Zu neuen Wegen bereit
vom 02.03.2017

(jg) – Steht die amerikanische Traberzucht vor einem Wendepunkt? Die Zusammenarbeit der amerikanischen Stoner Creek Stud Farm mit der schwedischen Menhammar Stuteri lassen diese Vermutung zu.

Nach Ansicht von Johan Hellander, Manager von Schwedens größtem Trabergestüt Menhammar Stuteri, läuft die amerikanische Traberzucht Gefahr, sich in eine Sackgasse zu züchten. Zwei Hengstlinien, Valley Victory und Garland Lobell, dominieren derzeit die amerikanische Traberzucht. Als Beispiel nennt Johan Hellander den Muscle Hill-Sohn Trixton, der aus einer Tochter von Garland Lobell stammt, und fragt, „Welche Optionen bieten sich derzeit amerikanischen Züchtern, die mit Hengsten und Stuten dieser Herkunft züchten?“

Das Problem sehen amerikanische Traberzüchter offenbar ebenso. Deshalb hat Stoner Creek in Kentucky jetzt ein Abkommen mit Menhammar geschlossen, das vorsieht, amerikanischen Züchtern Zugang zu Readly Express, Maharajah und From Above zu geben. Die zu erwartenden Produkte dieser Hengste sollen eine Startberechtigung für die regionalen Kentucky Sires Stakes erhalten.

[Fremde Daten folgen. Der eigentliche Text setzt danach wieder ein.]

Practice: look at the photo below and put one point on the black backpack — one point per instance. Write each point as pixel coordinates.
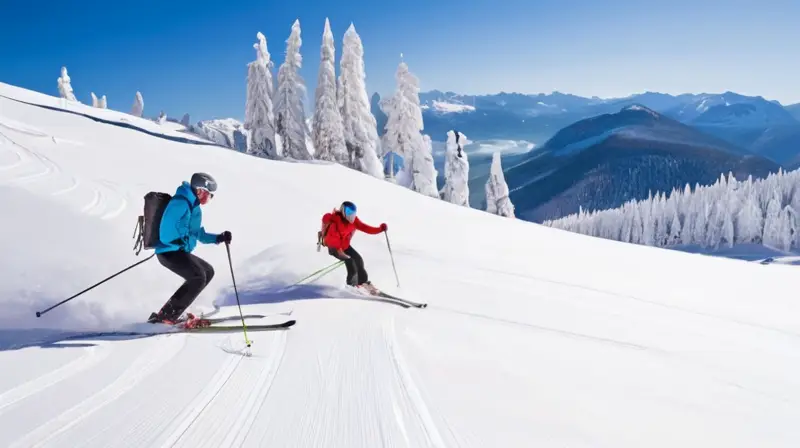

Zunächst sollen je 10 Sprünge zu Prix d’Amerique-Sieger Maharajah und U.E.T.-Sieger Readly Express und einige wenige Sprünge zu Elitloppet-Sieger From Above angeboten werden. Möglich ist auch, dass Menhammar einige Sprünge für eigene Stuten in den USA in Anspruch nehmen wird.

Auf jeden Fall scheint der internationale Zuchtaustausch einen kleinen Schritt voran gekommen zu sein. Als nächstes sollte sich Frankreich öffnen, das wäre dann ein wirklich großer Schritt.